AlwaysGaming

My name is Brad Tramel. I'm a video game journalist and college student, but I find time for all this social stuff, too. If you like what you read, follow this page to see all of my editorials, reviews and previews. You can find the entirety of my writing over at Gameblurb.net or by following @bradtramel on Twitter.
Happy gaming, everyone.

Why I’m Done With Achievements

Over my three or so years with my Xbox 360 I’ve had a recurring conflict concerning achievements. You see, I’ll bring a new game home, but not before firing up xbox360achievements.org and checking to see what the achievement list is like. Are they simple or difficult, story related or online, time-consuming or a quick 1000? I’ll carry on, playing through the game, but not without checking the achievement list a few more times to see if there is some achievement, any achievement, that I can pick up on my way towards the end credits. I often find myself wondering if I’m devaluing my experience by “achievement-hunting.” Some friends of mine believe that my mild addiction is pointless, yet some are as intensely concerned with obtaining achievements as I am.

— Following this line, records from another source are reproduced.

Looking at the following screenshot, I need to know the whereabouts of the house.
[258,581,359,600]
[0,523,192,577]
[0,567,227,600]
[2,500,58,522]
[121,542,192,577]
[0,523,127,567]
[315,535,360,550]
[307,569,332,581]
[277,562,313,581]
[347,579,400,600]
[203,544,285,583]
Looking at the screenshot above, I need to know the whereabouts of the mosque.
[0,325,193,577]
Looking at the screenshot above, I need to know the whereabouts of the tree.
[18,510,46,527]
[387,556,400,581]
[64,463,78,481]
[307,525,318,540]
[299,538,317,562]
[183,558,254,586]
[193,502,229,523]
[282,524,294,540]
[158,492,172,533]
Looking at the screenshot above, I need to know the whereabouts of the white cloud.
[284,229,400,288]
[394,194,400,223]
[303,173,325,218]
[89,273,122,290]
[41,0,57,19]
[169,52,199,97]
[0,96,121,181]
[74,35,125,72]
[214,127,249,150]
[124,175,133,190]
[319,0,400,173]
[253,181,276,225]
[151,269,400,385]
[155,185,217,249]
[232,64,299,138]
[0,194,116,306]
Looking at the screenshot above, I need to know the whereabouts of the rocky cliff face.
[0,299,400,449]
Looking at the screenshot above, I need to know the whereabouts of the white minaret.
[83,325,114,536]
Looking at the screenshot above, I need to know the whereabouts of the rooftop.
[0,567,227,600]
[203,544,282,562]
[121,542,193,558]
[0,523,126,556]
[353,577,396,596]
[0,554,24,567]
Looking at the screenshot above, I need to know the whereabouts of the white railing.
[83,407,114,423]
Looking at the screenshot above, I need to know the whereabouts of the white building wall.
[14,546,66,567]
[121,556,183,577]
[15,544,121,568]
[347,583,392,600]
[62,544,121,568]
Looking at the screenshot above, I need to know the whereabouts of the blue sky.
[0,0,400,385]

Well, let’s weigh the pros and cons.

While achievements are most easily earned during story missions, good achievements encourage gamers to play in a different manner. Grand Theft Auto IV’s Liberty City is far too expansive to see everything there is to offer by just playing through the story missions, so to prod players into exploring the plethora of side missions, easter eggs, and just causing overall mayhem, achievements are designed as such. The achievement “One Man Army” challenges players to survive five minutes on a six star wanted level, a wonderful way to award the inevitable mayhem that gamers cause in the Grand Theft Auto series. The achievements “Courier Service” and “Manhunt,” (among others) encourage players to experience the side missions the game has to offer. If you explore enough you might even find the heart of Liberty City, literally!

These achievements are great. They provide replayability, challenge, new experiences, and even competition between achievement-seeking friends. But GTA IV’s achievement list is far from perfect. Achievements like “Endangered Species,” require you to endlessly search for a high number of items, in this case, pigeons. Yeah, Rockstar will give you a whole 50 gamerpoints if you scour Liberty City of it’s pigeon problem, all 200 of them.

It’s a common problem, though. Call of Duty games send you looking for 30 pieces of enemy intel, (not really intel, just something to search for and press a button at), Assassins Creed has you search for feathers, and most adventure games have you collect something along the lines of coins, gems, or something else that you otherwise wouldn’t care about.

These types of virtual awards do little to further the medium, and I’d like to see that change in the future. I’m tired of developers telling you that you haven’t completed their game if you haven’t shot X number of pigeons, collected X number of items, or completed a given mission in a certain amount of time. Rather than adding challenge, replayability, or fun, these goals undermine the story and take valuable focus off of said game’s narrative. I don’t want to mix Niko’s goal of the “American Dream” with a 30 hour time limit, I don’t want to grab enemy intelligence off an insurgent’s bed while a nuclear missile strike is imminent, and, above all, I don’t want the emotional impact video games can so often produce to be hindered by an achievement list that I can’t get off of my mind. 

Sometimes I think that I’m due for a Matt Helgeson-esque reset of my Xbox Live profile, and I’m seriously contemplating it now. I know some of you love to think that achievement hunting is a new part of gaming “culture,” but it’s not. At least not when I find myself simulating years of Madden franchise mode or getting an achievement for pressing the start button. That’s not challenging, or competitive, and it certainly doesn’t give me a new and valuable experience. It’s just pushing buttons.